Typically, one might adjust for prognostic factors though to explain part of the variably in the outcome since this may be expected to increase statistical precision. However, this should also be pre-specified.

 

• Minor – In section 4.2 it is stated that the multiple imputation will be used for the ITT analysis. I assume that the advantage of this approach over the MAR assumption inherent to the mixed model is the ease in which auxiliary variables can be included to extend the plausibility of the missing at random (MAR) assumption. How do the authors plan to identify factors that will serve as auxiliary variables?  This should be pre-specified to the extent possible.

 

Also, it is stated that, “The missing data analysis will contain analyses of the frequency, patterns, and type of missing data (missing not at random, missing at random, missing completely at random). How will the authors identify patterns of missing not at random (MNAR) and MAR since these patterns cannot be ascertained from the observed data alone (i.e., we must make assumptions regarding these based essentially on expert knowledge)?

 

• Minor – For analyses looking at intervention “dose”, it is stated that, “The usage behavior data will be analyzed between the intervention and control group and within the intervention group.
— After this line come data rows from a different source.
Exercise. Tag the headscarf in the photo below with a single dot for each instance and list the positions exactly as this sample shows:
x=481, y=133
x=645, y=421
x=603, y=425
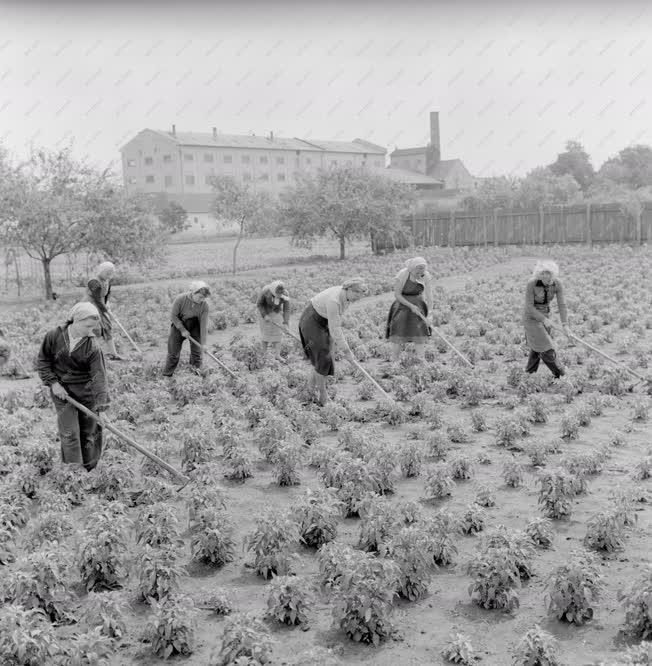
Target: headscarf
x=200, y=285
x=104, y=266
x=357, y=284
x=82, y=310
x=546, y=265
x=410, y=265
x=273, y=287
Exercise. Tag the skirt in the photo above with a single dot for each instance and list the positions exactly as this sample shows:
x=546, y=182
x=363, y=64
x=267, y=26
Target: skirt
x=403, y=325
x=269, y=332
x=316, y=341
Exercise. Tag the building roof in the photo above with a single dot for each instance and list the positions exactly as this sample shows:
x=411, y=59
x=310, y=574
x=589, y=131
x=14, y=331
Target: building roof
x=400, y=152
x=206, y=139
x=410, y=177
x=444, y=167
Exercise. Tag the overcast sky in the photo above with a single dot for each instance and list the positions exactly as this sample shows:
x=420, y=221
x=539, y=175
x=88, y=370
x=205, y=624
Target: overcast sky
x=511, y=84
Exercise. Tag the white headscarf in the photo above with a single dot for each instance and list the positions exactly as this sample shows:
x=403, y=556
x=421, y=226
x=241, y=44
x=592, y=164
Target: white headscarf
x=82, y=310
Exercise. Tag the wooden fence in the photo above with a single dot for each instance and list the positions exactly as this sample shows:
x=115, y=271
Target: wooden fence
x=585, y=223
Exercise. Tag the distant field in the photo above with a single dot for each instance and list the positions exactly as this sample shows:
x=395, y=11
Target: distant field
x=184, y=259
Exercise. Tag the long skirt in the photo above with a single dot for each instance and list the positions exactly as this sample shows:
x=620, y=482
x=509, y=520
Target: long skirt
x=403, y=325
x=316, y=341
x=269, y=332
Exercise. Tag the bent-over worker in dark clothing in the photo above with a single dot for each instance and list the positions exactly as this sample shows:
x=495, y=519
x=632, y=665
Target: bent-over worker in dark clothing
x=70, y=362
x=189, y=318
x=540, y=290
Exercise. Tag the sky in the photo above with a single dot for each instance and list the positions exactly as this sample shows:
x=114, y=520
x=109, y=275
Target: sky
x=512, y=82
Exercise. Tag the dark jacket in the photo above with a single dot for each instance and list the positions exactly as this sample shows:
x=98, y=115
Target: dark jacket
x=82, y=373
x=265, y=305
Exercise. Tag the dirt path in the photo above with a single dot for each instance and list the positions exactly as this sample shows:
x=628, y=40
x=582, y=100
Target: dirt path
x=249, y=332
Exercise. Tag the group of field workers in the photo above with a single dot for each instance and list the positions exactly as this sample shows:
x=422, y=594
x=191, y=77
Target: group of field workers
x=71, y=362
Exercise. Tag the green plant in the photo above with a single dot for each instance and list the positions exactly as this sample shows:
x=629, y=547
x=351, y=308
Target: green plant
x=495, y=579
x=540, y=532
x=106, y=612
x=245, y=640
x=637, y=601
x=212, y=537
x=288, y=599
x=557, y=488
x=439, y=481
x=158, y=571
x=26, y=636
x=513, y=473
x=101, y=556
x=573, y=588
x=272, y=542
x=537, y=648
x=458, y=650
x=317, y=514
x=171, y=629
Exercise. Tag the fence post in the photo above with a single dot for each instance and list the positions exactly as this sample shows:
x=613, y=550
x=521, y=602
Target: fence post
x=451, y=230
x=589, y=238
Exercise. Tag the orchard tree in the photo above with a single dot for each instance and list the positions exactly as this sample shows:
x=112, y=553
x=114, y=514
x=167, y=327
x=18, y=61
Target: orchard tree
x=494, y=192
x=345, y=203
x=253, y=211
x=53, y=205
x=574, y=162
x=542, y=188
x=632, y=167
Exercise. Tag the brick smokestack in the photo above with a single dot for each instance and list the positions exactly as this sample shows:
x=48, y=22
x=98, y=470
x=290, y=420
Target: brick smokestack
x=435, y=143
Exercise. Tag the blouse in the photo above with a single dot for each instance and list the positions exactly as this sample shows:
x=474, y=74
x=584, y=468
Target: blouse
x=331, y=304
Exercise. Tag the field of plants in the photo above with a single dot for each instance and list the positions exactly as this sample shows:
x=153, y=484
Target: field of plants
x=490, y=515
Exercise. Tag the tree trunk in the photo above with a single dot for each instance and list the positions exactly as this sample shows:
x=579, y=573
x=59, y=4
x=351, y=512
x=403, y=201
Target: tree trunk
x=48, y=278
x=237, y=244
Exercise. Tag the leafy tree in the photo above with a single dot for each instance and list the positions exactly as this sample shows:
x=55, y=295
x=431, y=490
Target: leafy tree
x=496, y=192
x=575, y=162
x=253, y=211
x=345, y=203
x=632, y=167
x=542, y=188
x=52, y=205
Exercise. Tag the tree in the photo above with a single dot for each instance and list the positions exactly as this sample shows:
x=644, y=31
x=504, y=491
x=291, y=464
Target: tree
x=344, y=202
x=574, y=162
x=52, y=205
x=632, y=167
x=542, y=188
x=494, y=192
x=253, y=211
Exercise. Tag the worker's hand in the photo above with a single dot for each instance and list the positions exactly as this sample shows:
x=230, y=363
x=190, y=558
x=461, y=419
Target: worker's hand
x=59, y=391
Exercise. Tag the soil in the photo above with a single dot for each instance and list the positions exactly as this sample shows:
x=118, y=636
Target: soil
x=425, y=625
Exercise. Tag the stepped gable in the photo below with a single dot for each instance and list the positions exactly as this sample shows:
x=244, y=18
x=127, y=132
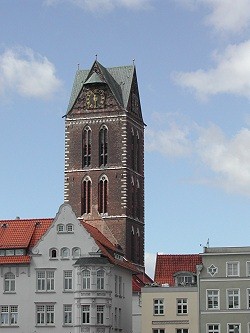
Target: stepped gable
x=169, y=264
x=118, y=79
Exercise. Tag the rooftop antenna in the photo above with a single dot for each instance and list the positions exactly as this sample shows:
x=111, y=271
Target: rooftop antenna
x=207, y=243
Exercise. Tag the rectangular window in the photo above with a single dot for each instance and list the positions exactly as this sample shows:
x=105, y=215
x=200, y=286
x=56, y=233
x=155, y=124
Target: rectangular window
x=213, y=328
x=85, y=314
x=67, y=281
x=45, y=280
x=158, y=307
x=9, y=314
x=233, y=298
x=182, y=306
x=67, y=314
x=45, y=314
x=212, y=299
x=233, y=328
x=233, y=268
x=100, y=314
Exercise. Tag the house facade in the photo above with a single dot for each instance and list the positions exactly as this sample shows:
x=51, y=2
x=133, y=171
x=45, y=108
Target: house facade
x=170, y=305
x=62, y=275
x=224, y=284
The analysis between the study groups will be done descriptively. For the analysis within the intervention group, the outlined model will be modified. Therefore, the group variable will be omitted, and a variable that codes usage behavior will replace the group variable in the model on level 2”. Did the authors consider dose as a mediator o the effect of the intervention on these outcomes?  I might be missing something, but it seems that dose could be fitted as a mediating variable to obtain an estimate of the indirect effect of dose on the change in weight or vo2max by assigning all those in the control group a dose of zero (unless there is some equivalent for the control arm). This might be simpler, and directly address your question of interest.  

Comments for author File: Comments.pdf

Author Response

Please see the attachment.

Author Response File: Author Response.pdf

Round 2

Reviewer 1 Report

There are no more comments. My reference to "body mass" was based on physics as mass and weight are different constructs. Congratulations.